Morningstar shared a few steps to building a minimalist portfolio.

My friends at CreditCardGenius highlighted Tim Hortons will soon have a credit card!

On the subject of goals, Henry Mah gave some thanks to DIY investor Tom Connolly.

“I do indeed feel that I owe much of my success to the teachings and lessons learned over fifty years ago. I also owe a debt to Tom Connolly who got me started in the right direction, at the right time.”

You might recall Henry Mah is a passionate DIY investor who authored this book and more:

Your TFSA Compounder – Work Your TFSA Harder So You Can Retire Sooner

Dividend Growth Investor shared some reasons to invest for retirement, as early as possible.

…like GenY Money does. Boom!

May 2023 Dividend Income Update

On Cashflows & Portfolios, we highlighted how your passion project could help you retire much earlier while navigating any nasty financial surprises like higher interest rates, higher inflation and higher taxation. 

One of my case studies was for this reader – who was single and wondered if they have a chance to retire at age 55 on one income?

I’m single – is it possible to retire at age 55?

Enjoy this and many, many more free case studies are found on my standing Retirement page including a link to my low-cost services to run any retirement projections reports for you too! Contact me anytime to get started. 

Have a great weekend and stay well.


My name is Mark Seed - the founder, editor and owner of My Own Advisor. As my own DIY financial advisor, I'm looking to start semi-retirement soon, sooner than most. Find out how, what I did, and what you can learn to tailor your own financial independence path. Join the newsletter read by thousands each day, always FREE.

4 Responses to "Weekend Reading – Life and work balance"

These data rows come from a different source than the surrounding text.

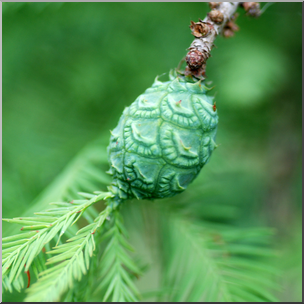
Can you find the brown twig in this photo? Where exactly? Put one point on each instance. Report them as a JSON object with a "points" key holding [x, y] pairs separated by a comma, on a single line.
{"points": [[219, 20]]}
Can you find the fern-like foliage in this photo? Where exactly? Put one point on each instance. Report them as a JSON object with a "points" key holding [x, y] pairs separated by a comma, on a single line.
{"points": [[117, 268], [20, 250], [216, 263], [70, 261]]}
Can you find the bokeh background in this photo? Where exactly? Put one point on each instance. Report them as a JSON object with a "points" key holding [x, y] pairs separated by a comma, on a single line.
{"points": [[69, 69]]}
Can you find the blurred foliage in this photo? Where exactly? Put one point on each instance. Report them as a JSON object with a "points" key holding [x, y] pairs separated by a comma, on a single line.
{"points": [[69, 69]]}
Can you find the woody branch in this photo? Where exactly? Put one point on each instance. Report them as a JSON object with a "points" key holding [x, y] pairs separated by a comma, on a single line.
{"points": [[218, 20]]}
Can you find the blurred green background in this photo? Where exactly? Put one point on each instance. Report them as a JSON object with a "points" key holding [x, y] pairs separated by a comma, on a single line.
{"points": [[69, 69]]}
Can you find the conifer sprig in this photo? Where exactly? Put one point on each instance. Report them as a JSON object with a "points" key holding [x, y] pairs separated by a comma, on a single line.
{"points": [[117, 268], [70, 261], [217, 263], [20, 250]]}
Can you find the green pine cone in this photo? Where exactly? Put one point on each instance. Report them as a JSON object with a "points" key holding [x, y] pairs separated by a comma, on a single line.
{"points": [[162, 140]]}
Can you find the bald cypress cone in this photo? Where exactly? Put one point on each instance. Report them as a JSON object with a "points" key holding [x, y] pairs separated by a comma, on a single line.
{"points": [[162, 140]]}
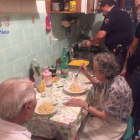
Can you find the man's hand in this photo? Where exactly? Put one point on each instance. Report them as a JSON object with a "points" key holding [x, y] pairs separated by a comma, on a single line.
{"points": [[88, 43], [123, 72]]}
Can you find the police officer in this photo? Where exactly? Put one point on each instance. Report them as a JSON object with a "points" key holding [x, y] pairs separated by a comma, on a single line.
{"points": [[116, 30], [134, 49]]}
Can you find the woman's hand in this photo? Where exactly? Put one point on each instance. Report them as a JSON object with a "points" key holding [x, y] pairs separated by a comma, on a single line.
{"points": [[76, 103], [83, 69]]}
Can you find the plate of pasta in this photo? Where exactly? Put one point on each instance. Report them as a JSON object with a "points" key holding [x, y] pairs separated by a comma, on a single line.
{"points": [[75, 88], [46, 107]]}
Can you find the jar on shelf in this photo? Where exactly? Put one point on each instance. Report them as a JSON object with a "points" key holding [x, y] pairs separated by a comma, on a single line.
{"points": [[48, 78]]}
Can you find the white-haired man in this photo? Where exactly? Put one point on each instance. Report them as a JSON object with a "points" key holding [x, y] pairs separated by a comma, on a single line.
{"points": [[17, 104]]}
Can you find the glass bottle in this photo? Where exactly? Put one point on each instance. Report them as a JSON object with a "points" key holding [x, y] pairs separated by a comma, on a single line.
{"points": [[64, 64]]}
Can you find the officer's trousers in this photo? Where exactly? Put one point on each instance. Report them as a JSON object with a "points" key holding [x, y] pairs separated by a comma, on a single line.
{"points": [[135, 84]]}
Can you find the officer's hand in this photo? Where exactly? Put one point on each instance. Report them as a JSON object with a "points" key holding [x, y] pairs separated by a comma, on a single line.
{"points": [[88, 43], [123, 72], [83, 69]]}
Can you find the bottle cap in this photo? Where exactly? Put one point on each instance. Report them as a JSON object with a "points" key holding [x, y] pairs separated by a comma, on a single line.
{"points": [[47, 73]]}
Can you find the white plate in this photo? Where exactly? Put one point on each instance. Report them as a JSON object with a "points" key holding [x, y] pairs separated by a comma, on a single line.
{"points": [[66, 88], [47, 100]]}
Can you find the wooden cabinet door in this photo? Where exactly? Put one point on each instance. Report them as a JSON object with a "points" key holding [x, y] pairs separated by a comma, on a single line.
{"points": [[10, 6]]}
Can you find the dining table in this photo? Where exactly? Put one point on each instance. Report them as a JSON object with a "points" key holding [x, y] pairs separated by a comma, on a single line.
{"points": [[65, 122]]}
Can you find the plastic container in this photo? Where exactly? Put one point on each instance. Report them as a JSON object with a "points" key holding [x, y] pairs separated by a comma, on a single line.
{"points": [[72, 6], [42, 86], [53, 70], [64, 64], [48, 78], [35, 67]]}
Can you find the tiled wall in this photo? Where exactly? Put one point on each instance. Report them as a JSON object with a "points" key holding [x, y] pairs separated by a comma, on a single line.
{"points": [[27, 40]]}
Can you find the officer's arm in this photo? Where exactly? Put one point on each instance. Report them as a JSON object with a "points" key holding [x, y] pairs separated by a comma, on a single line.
{"points": [[132, 50], [99, 37]]}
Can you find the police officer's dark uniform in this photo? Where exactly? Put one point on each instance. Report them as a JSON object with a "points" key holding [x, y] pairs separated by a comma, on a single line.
{"points": [[118, 25], [135, 78]]}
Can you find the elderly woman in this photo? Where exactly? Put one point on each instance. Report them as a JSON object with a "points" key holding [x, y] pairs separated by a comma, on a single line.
{"points": [[111, 122], [17, 104]]}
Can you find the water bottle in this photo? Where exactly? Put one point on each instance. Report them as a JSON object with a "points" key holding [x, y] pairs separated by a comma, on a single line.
{"points": [[64, 64]]}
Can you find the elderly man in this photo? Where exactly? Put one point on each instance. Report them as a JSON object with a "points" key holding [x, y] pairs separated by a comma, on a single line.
{"points": [[116, 31], [17, 104]]}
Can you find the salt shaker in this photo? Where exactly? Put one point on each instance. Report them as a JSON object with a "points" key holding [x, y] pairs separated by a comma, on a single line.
{"points": [[48, 78]]}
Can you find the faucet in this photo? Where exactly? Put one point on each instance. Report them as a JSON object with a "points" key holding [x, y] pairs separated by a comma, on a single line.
{"points": [[71, 49]]}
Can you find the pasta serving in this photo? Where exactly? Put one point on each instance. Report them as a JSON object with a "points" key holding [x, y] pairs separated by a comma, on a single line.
{"points": [[46, 108], [75, 88]]}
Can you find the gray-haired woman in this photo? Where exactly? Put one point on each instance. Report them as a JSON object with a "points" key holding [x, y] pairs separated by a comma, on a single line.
{"points": [[111, 122]]}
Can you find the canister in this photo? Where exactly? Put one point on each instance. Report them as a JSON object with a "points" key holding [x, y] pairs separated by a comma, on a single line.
{"points": [[72, 6], [48, 78]]}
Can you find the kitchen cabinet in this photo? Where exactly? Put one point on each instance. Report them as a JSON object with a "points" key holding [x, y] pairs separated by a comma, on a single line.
{"points": [[82, 6], [18, 6]]}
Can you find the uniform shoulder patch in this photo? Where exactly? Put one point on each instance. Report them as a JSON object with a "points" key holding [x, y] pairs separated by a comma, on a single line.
{"points": [[106, 20]]}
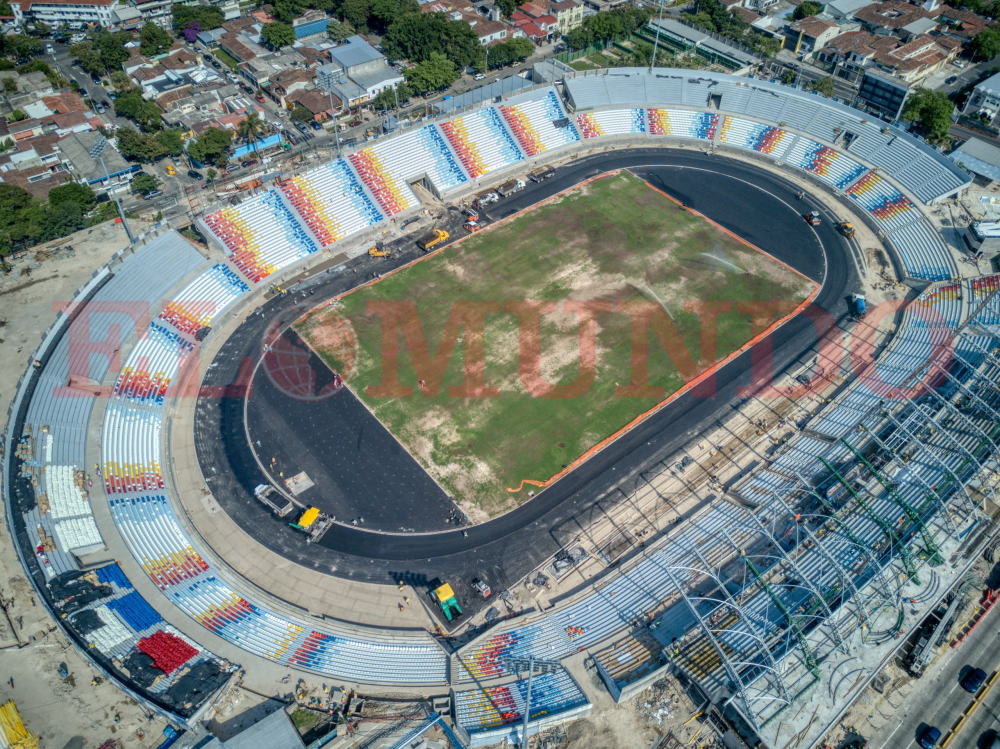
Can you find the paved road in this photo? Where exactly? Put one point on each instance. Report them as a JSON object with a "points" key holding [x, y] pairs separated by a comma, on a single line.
{"points": [[939, 699], [757, 204]]}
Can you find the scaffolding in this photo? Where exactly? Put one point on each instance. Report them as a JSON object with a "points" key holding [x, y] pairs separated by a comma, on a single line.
{"points": [[833, 554]]}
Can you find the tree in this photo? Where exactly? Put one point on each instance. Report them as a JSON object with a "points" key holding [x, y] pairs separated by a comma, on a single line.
{"points": [[931, 112], [510, 52], [986, 44], [73, 192], [277, 35], [433, 74], [338, 31], [384, 12], [154, 40], [207, 17], [356, 13], [143, 182], [418, 36], [806, 9], [170, 141], [137, 146], [212, 146], [822, 85]]}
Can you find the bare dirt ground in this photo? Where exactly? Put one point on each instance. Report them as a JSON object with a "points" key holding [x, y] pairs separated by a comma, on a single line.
{"points": [[64, 713]]}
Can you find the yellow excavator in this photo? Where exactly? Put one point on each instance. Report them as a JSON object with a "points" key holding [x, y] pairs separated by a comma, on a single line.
{"points": [[378, 250]]}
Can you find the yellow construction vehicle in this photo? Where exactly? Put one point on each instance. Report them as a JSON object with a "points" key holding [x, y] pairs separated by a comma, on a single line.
{"points": [[436, 237], [846, 228], [378, 250]]}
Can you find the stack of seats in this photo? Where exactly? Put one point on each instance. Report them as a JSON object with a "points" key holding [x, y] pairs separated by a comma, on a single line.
{"points": [[130, 445], [829, 165], [533, 124], [551, 693], [202, 299], [155, 538], [406, 157], [611, 122], [765, 139], [981, 290], [151, 366], [332, 202], [682, 123], [261, 234], [883, 201], [481, 142]]}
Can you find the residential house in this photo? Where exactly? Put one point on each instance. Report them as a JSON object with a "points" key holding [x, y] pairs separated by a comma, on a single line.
{"points": [[77, 14], [984, 101], [888, 17], [854, 52], [811, 33], [568, 13]]}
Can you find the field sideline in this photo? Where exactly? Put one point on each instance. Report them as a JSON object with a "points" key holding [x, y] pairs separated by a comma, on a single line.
{"points": [[615, 251]]}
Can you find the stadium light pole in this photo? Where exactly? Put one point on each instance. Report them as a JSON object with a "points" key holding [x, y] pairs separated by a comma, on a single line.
{"points": [[656, 41], [96, 152]]}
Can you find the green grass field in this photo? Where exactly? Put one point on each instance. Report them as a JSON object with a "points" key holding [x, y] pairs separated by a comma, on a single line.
{"points": [[613, 240]]}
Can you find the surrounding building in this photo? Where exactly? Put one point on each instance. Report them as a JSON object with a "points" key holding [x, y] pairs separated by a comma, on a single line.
{"points": [[76, 14], [984, 101]]}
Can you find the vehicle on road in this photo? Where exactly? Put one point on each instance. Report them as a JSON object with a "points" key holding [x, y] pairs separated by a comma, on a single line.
{"points": [[846, 228], [444, 596], [929, 737], [434, 238], [974, 680]]}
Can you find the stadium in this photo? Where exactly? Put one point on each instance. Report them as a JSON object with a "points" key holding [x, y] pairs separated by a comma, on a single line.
{"points": [[268, 481]]}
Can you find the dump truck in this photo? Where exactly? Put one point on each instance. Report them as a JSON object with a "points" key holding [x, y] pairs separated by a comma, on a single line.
{"points": [[846, 228], [858, 305], [436, 237], [543, 172], [274, 501], [510, 187], [378, 250], [444, 596]]}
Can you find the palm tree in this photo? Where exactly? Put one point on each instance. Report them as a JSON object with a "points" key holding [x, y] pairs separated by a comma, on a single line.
{"points": [[251, 129]]}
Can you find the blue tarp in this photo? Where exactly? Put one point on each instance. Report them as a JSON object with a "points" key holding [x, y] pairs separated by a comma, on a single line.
{"points": [[274, 140]]}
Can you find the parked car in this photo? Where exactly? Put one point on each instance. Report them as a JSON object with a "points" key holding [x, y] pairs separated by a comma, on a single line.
{"points": [[930, 736], [974, 680]]}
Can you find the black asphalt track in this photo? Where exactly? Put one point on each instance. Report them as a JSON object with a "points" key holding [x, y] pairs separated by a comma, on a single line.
{"points": [[756, 204]]}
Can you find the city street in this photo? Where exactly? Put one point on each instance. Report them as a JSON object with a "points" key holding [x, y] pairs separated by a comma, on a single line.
{"points": [[938, 699]]}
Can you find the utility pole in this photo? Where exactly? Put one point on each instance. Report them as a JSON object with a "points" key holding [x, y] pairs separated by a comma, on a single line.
{"points": [[95, 153]]}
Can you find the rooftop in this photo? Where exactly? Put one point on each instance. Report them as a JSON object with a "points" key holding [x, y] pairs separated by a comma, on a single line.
{"points": [[354, 51]]}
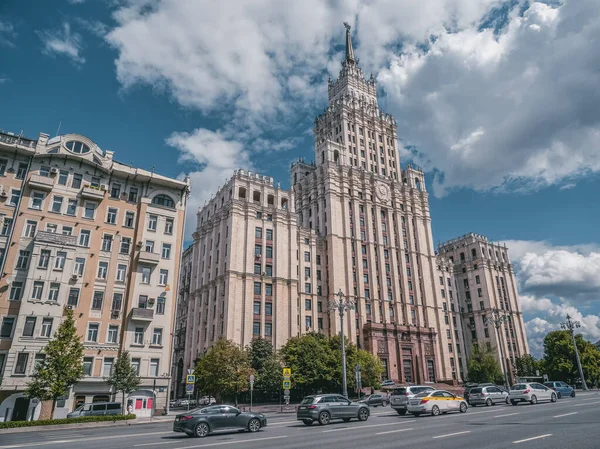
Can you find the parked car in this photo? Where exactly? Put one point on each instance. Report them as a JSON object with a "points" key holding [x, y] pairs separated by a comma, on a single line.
{"points": [[375, 400], [531, 392], [205, 420], [400, 396], [436, 402], [97, 409], [561, 388], [487, 395], [325, 407]]}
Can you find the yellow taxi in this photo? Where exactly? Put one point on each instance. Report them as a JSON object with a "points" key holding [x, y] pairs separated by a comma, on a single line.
{"points": [[436, 402]]}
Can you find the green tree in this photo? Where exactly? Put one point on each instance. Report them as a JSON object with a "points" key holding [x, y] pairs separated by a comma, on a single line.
{"points": [[224, 370], [123, 377], [482, 366], [62, 366]]}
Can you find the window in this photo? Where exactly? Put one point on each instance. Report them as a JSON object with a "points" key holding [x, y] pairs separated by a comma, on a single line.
{"points": [[121, 272], [152, 222], [53, 291], [157, 336], [90, 210], [163, 277], [7, 325], [169, 226], [129, 216], [73, 298], [23, 260], [166, 251], [111, 215], [113, 332], [154, 367], [84, 237], [102, 270], [44, 258], [16, 290], [97, 300], [46, 328], [59, 261], [57, 204], [92, 332]]}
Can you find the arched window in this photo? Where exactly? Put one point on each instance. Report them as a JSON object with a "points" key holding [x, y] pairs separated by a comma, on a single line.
{"points": [[163, 200]]}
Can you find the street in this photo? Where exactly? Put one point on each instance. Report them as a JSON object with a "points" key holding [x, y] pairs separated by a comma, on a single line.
{"points": [[567, 423]]}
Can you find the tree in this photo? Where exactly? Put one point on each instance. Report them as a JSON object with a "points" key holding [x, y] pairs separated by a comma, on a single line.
{"points": [[482, 366], [224, 370], [61, 368], [123, 377]]}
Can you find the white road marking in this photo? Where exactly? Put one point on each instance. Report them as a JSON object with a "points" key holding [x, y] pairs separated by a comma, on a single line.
{"points": [[232, 442], [451, 434], [393, 431], [532, 438], [566, 414]]}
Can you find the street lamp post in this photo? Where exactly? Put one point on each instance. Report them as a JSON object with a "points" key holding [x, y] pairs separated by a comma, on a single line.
{"points": [[341, 305], [570, 326], [497, 320]]}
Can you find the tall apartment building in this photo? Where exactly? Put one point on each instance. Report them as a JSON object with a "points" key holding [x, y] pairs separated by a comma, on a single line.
{"points": [[485, 281], [85, 232]]}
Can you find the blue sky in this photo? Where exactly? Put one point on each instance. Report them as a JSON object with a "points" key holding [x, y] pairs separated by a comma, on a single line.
{"points": [[496, 100]]}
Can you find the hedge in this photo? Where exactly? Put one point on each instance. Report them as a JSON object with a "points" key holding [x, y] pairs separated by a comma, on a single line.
{"points": [[53, 422]]}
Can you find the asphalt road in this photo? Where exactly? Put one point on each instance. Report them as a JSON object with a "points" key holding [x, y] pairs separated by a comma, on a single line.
{"points": [[568, 423]]}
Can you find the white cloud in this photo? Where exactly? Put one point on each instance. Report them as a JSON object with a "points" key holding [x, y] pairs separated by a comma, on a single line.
{"points": [[62, 42]]}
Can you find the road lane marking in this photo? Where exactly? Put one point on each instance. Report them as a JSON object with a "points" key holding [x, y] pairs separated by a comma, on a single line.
{"points": [[362, 427], [231, 442], [451, 434], [532, 438], [565, 414]]}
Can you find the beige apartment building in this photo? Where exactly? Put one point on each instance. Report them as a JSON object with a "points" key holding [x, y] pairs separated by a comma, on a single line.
{"points": [[87, 233]]}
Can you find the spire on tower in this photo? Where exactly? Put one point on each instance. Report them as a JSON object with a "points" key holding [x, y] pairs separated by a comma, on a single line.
{"points": [[349, 50]]}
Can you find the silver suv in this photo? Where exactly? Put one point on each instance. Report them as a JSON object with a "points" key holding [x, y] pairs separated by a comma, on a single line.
{"points": [[400, 396], [325, 407]]}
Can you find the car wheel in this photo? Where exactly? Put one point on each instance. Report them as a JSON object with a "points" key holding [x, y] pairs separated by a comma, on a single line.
{"points": [[254, 425], [201, 430], [363, 414], [324, 418]]}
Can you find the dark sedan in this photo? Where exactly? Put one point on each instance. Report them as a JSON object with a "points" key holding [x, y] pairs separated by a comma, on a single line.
{"points": [[202, 421]]}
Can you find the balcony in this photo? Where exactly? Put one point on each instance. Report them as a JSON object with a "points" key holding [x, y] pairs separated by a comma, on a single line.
{"points": [[138, 314], [57, 239], [148, 257], [92, 193], [41, 182]]}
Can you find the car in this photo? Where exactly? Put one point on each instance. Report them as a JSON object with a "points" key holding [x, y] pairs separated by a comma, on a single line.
{"points": [[435, 403], [400, 396], [206, 420], [325, 407], [531, 392], [562, 389], [375, 400], [488, 396]]}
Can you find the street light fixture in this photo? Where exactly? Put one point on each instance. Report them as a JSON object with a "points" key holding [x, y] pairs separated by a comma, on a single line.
{"points": [[497, 320], [342, 305], [570, 326]]}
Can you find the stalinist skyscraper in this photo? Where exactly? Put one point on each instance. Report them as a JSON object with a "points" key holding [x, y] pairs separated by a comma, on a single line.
{"points": [[266, 262]]}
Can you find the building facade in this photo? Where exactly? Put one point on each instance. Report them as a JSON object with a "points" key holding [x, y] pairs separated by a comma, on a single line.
{"points": [[267, 262], [87, 233]]}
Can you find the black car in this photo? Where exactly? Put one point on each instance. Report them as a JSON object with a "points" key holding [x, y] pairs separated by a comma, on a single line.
{"points": [[202, 421]]}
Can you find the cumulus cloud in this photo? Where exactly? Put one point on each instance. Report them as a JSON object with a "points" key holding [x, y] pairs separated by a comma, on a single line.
{"points": [[62, 42]]}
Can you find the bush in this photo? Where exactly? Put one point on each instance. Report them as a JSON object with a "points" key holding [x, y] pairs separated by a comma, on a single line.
{"points": [[53, 422]]}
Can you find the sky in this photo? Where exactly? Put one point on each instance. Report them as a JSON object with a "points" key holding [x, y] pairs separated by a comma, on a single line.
{"points": [[497, 100]]}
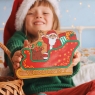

  1. Thank you Mark. Along with balance in life and work , it is important to always be kind and generous living a life of integrity treating people with respect and dignity. As well, for us, our faith is a guiding principle. Mike

    1. Very well said, Mike! You can lead a very happy life if you are always kind and generous to others! And money can be used as a good tool to help those people who are less fortunate. The more you give, the more you’ll receive (not only more money, but also more happiness)! And life has more meaning when we can help others!